ITRIX PROVIDES South African investors with an ultra-cheap entry into Europe’s blue-chip shares. It is popular, too, for its ability to bypass exchange controls—retail investors may place as much money as they like into Itrix.
Launched on 19 September 2005, Itrix is the JSE’s newest exchange-traded fund (ETF). An ETF is simply a fund that provides investors with a cheap entry into a basket of shares, typically an index.
A joint initiative between the JSE and Deutsche Bank, Itrix offers investors exposure to two indices: the FTSE 100, and the Dow Jones Euro Stoxx 50.
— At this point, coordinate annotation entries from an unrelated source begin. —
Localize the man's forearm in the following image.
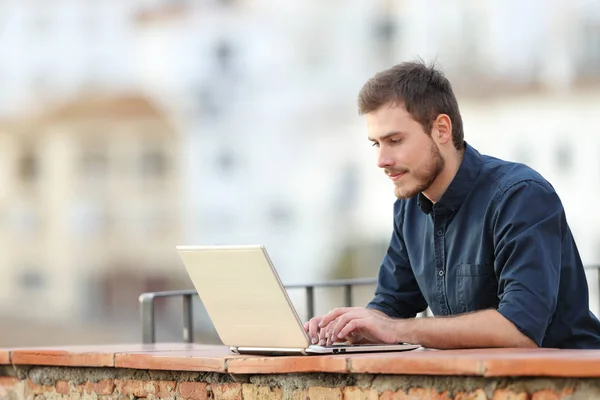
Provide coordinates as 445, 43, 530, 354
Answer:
396, 310, 538, 349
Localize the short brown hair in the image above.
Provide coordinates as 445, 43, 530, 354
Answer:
358, 61, 464, 150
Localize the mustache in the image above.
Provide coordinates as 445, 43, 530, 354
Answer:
383, 168, 408, 175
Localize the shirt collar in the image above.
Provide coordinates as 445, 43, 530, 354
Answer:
417, 142, 483, 214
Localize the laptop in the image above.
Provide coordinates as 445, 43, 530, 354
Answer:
177, 245, 421, 355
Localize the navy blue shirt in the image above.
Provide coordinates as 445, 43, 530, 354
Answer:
367, 144, 600, 348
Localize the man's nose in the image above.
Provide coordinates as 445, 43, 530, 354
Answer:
377, 150, 394, 168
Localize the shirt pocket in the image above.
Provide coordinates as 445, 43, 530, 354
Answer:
456, 261, 498, 313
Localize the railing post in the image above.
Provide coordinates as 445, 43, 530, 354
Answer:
344, 285, 352, 307
306, 286, 315, 319
139, 293, 156, 344
183, 294, 194, 343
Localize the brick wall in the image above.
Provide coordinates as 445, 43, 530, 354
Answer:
0, 366, 600, 400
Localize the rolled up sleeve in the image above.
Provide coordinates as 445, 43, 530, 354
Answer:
493, 180, 567, 346
367, 201, 427, 318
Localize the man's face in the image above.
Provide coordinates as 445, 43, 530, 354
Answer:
366, 105, 444, 199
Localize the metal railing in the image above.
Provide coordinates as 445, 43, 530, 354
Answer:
139, 265, 600, 344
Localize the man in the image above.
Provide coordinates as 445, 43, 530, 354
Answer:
305, 62, 600, 349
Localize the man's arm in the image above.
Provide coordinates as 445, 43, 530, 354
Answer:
367, 200, 427, 318
396, 310, 538, 349
323, 308, 538, 349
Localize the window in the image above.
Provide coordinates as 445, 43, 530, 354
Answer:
214, 39, 234, 74
17, 268, 46, 291
140, 149, 168, 179
18, 148, 39, 183
215, 149, 237, 174
81, 150, 108, 179
578, 20, 600, 79
514, 144, 533, 166
269, 203, 294, 227
556, 144, 573, 172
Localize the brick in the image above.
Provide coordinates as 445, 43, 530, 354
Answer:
454, 388, 488, 400
84, 379, 115, 396
55, 381, 71, 394
242, 383, 284, 400
308, 386, 342, 400
210, 383, 242, 400
531, 388, 573, 400
27, 379, 54, 395
344, 386, 379, 400
0, 376, 21, 398
492, 389, 530, 400
408, 388, 449, 400
115, 380, 158, 397
379, 390, 412, 400
156, 381, 177, 398
379, 388, 450, 400
177, 382, 209, 400
283, 389, 308, 400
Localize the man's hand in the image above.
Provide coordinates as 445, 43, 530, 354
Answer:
304, 307, 378, 346
304, 307, 399, 346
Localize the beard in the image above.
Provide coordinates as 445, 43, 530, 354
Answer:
386, 140, 446, 199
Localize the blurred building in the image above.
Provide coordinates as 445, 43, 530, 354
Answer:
0, 0, 600, 339
0, 95, 181, 321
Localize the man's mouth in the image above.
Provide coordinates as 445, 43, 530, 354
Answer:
388, 171, 406, 182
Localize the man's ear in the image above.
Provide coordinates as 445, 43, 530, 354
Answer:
432, 114, 452, 144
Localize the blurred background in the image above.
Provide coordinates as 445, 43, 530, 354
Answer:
0, 0, 600, 346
The FTSE 100 tracks the 100 biggest companies on the London Stock Exchange, including heavyweights like Royal Dutch Shell, Barclays Bank, Rio Tinto, Vodafone, and GlaxoSmithKline. The Euro Stoxx 50 tracks the 50 most liquid shares in the Euro Zone. Its top five shares are Total, Sanofi-Aventis, Nokia, BCO Santander Central HIS, and ENI.
The JSE and Deutsche Bank indicated at the time that they would be introducing Itrix funds to track American and Asian indices in the first quarter of 2006.
Itrix trades on the JSE like any other share. It’s just as easy—and cheap—to buy a share in Itrix as it is to buy Anglo American. However, Itrix FTSE exposes you to a whole basket of shares, including, interestingly enough, Anglo American (as its primary listing is in London and forms part of the FTSE 100).
The funds are priced in rand at 1/100th of the underlying index levels. For example, to calculate the value of the UK Itrix, you take the FTSE 100 index level, divide it by 1 000, and multiply it by the rand/pound exchange rate. So if the FTSE 100 is trading at 7 479 and the rand/pound exchange rate is R19.81, then the Itrix should trade at roughly R148.16 per share.